In the example study, the predictions from [M+H] and [M−H] adducts were combined using the ensemble method. First, each pair of the same collision energy and different polarity were combined to generate a new prediction. The result was reported as the Ensemble Individual in FIG. 18. Then, instead of the individual scans, an aggregate MS/MS was generated using the merge peaks method and then the ensemble prediction was generated using these spectra. Although none of this did improve the evaluation score (FIG. 18), the number of compound pairs where ModiFinder would be applicable increased significantly (FIG. 19, part C). FIG. 19, part C shows a diagram of the number of pairs where ModiFinder was able to outperform the random baseline. Specifically, the positive mode could not provide answers or perform better for 125 pairs, and the negative mode could not provide answers for 208 pairs. After merging the predictions, this number was reduced to 106 pairs, thereby decreasing the space of unanswered pairs by 15%. Additionally, the total number of pairs ModiFinder predicts it can provide reliable info on increases from 599 and 588 (positive and negative mode respectively) to 632. This suggests that in cases where ModiFinder could not accurately annotate the peaks in one polarity mode and provide a reliable answer, there is a chance for it to succeed in the other polarity. Therefore, collecting MS/MS of multiple adducts may not necessarily enhance ModiFinder prediction accuracy for cases already predicted with relatively high confidence (FIG. 18), but these data can extend the coverage to more compounds that initially had low ModiFinder prediction confidence due to a lack of annotated peaks.

Expanding upon the original ModiFinder to add the support for negative adducts, a new module to calculate adducts mass was developed. While there are tools to calculate the adduct mass, such as MSAC, the need to integrate this with other aspects of ModiFinder required developing a module and integrating that with any part of the algorithm that uses the peaks' m/z to assign an annotation or adjusting a formula. This included the refinement by SIRIUS, refinement by msbuddy, and the substructure annotation. For the peak annotation step, when each substructure was created, the mass of the adduct was calculated and the mass of the substructure was adjusted with the calculated mass. Then, the same procedure as the original ModiFinder was taken and peaks within the threshold of the adjusted substructure mass were annotated by that substructure. The supported adducts and their mass are listed as follows: [M+H]+, [M+Na]+, [M−H]−, [M+NH4]+, [M+K]+, [M+Cl]−, [M+Br]−.

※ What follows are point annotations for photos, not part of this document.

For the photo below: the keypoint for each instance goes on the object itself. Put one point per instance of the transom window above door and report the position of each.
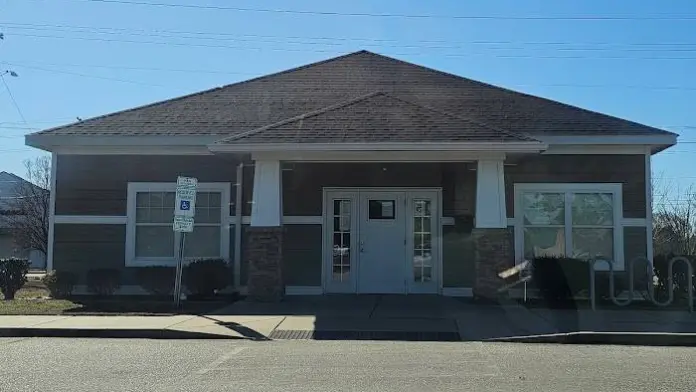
(572, 220)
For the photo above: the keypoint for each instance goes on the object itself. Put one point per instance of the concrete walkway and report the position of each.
(350, 316)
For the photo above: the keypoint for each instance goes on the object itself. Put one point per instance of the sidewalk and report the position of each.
(377, 317)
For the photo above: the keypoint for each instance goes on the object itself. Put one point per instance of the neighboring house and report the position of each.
(358, 174)
(10, 186)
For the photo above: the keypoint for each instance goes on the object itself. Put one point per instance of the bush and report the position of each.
(103, 281)
(157, 280)
(559, 279)
(60, 283)
(13, 275)
(679, 274)
(204, 277)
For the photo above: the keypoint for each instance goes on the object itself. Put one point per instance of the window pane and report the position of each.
(590, 243)
(169, 200)
(154, 241)
(142, 199)
(202, 199)
(214, 200)
(544, 241)
(204, 241)
(156, 199)
(142, 215)
(543, 208)
(593, 209)
(381, 209)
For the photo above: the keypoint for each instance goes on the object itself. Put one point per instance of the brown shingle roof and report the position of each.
(373, 118)
(256, 103)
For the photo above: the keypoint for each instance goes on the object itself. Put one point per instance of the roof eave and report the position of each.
(398, 146)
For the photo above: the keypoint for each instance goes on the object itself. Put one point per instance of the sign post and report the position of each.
(184, 211)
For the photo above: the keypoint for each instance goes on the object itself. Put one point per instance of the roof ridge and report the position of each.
(303, 116)
(152, 104)
(467, 119)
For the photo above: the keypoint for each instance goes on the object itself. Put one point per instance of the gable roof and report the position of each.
(256, 103)
(373, 118)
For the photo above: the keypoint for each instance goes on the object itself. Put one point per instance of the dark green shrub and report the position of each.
(103, 281)
(205, 277)
(679, 275)
(13, 275)
(60, 283)
(157, 280)
(559, 279)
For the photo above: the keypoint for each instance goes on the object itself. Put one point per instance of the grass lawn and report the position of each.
(33, 299)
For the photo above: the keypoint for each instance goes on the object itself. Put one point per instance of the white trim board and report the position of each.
(52, 213)
(90, 219)
(304, 290)
(458, 292)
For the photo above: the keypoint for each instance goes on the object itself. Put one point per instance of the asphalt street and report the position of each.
(35, 364)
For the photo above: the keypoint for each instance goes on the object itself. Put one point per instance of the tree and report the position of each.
(29, 223)
(674, 221)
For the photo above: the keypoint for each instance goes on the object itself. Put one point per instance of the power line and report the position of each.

In the example study presently described, a subset of a dataset from Agilent Technologies Inc. was utilized. The dataset included compounds that were comprehensively acquired under a consistent and wide range of collision energies and adducts to evaluate ModiFinder site localization performance. This filtered Agilent dataset included 2,150 “Data-Rich” compounds and expanded upon publicly accessible datasets from GNPS by 5 fold, enabling a more comprehensive exploration of the effect of collision energy and adducts on ModiFinder performance.

The findings from the study suggest that increasing the availability of MS/MS spectra from different adducts and energies positively impacts ModiFinder's site localization performance in both MF-R and MF-O modes. Specifically, data acquired under varying adducts appeared to be complementary, allowing ModiFinder to better utilize certain compound pairs, thereby providing previously unavailable information and leading to higher localization evaluation scores. However, this performance improvement is sometimes offset by cases where the additional data either did not contribute significant critical information or increased ambiguity, resulting in lower evaluation scores. Increasing the amount of spectral information from different adducts and energies generally helps ModiFinder maintain its average performance across more compound pairs. However, one way to achieve further performance improvements is to implement drastically different fragmentation mechanisms to enhance ModiFinder's capabilities.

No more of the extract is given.